Le fonds agricole sur le domaine public
Si le fonds agricole sur le domaine public a été consacré par le législateur de manière quelque peu maladroite et si cela n’a pas aidé à ce que la pratique s’en saisisse, il est devenu intéressant pour les exploitants agricoles depuis que les titres domaniaux même ordinaires sont cessibles. Cela accroît ce sur quoi peut porter le nantissement du fonds. Reste toutefois à préciser quelques aspects de son régime.
Depuis 2006, année de sa création, le fonds agricole n’a pas eu le succès escompté par le législateur1. En 2013, le Conseil général de l’alimentation, de l’agriculture et des espaces ruraux concédait que cette innovation intéresse peu les agriculteurs, à part les exploitants de centres équestres qui détiennent, eux, de facto une véritable clientèle2. Dans de telles conditions, on ne saurait être étonné que le fonds agricole sur le domaine public ait peu retenu l’attention. Nous n’avons trouvé aucune donnée statistique sur ce point. Tout au plus, peut-on constater qu’il n’a fait l’objet d’aucun arrêt des cours administratives d’appel et du Conseil d’État ni même de jugements des tribunaux administratifs. Les juridictions judiciaires n’ont jamais eu non plus à connaître de la question. Est-ce pour autant un non-sujet ? Ce n’est pas certain car l’absence de contentieux peut aussi s’analyser comme le signe d’une pratique pacifiée. Toutefois, cette vision des choses se teinte probablement d’un optimisme excessif. Si l’on en croit le rapport du Conseil général de l’alimentation, de l’agriculture et des espaces ruraux, le fonds agricole reste méconnu et celui sur le domaine public, encore plus, ce qui n’est pas surprenant car sa consécration fut assez confuse. C’est dommage car son contenu et, par conséquent, son régime sont devenus plus intéressants depuis 2015.
I – Une consécration confuse
Comme l’ont relevé Caroline Chamard-Heim et Philippe Yolka3, ce n’est que subrepticement que le fonds agricole sur le domaine public a été reconnu par le législateur.

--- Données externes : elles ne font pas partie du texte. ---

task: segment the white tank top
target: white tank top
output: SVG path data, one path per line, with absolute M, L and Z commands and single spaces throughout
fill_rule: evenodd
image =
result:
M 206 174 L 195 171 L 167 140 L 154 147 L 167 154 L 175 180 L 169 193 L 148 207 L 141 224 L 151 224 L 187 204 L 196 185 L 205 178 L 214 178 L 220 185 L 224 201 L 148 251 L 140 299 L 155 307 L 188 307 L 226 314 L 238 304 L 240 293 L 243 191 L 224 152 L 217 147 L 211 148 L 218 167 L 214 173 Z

C’est à l’occasion du vote de la loi n° 2014-626 du 18 juin 2014 relative à l’artisanat, au commerce et aux très petites entreprises qu’il a fait son apparition dans le Code général de la propriété des personnes publiques (CGPPP) et encore d’une façon peu claire, lors de la consécration de la possibilité de constituer un fonds de commerce sur le domaine public.
Plusieurs éléments convergent pour semer le trouble. Tout d’abord, même s’il existe des entreprises agricoles, il est surprenant vu son titre que cette loi du 18 juin 2014 ait porté sur le fonds agricole. Ensuite, alors que l’article L. 2124-32-1 du CGPPP dispose clairement qu’un « fonds de commerce peut être exploité sur le domaine public sous réserve de l’existence d’une clientèle propre », le législateur n’a adopté aucune disposition aussi explicite pour le fonds agricole. C’est en lisant les articles L. 2124-33 et L. 2124-34 que l’on en déduit que le législateur a entendu admettre qu’un fonds de commerce puisse exister sur le domaine public. En effet, l’article L. 2124-33 dispose que « toute personne souhaitant se porter acquéreur d’un fonds de commerce ou d’un fonds agricole peut, par anticipation, demander à l’autorité compétente une autorisation d’occupation temporaire du domaine public pour l’exploitation de ce fonds » et selon l’article L. 2124-34, alinéa 1er, « en cas de décès d’une personne physique exploitant un fonds de commerce ou un fonds agricole en vertu d’une autorisation d’occupation temporaire du domaine public, l’autorité compétente délivre à la demande de ses ayants-droit, sauf si un motif d’intérêt général s’y oppose, une autorisation d’occupation temporaire du domaine public identique à celle accordée à l’ancien titulaire pour la seule poursuite de l’exploitation du fonds, durant 3 mois ».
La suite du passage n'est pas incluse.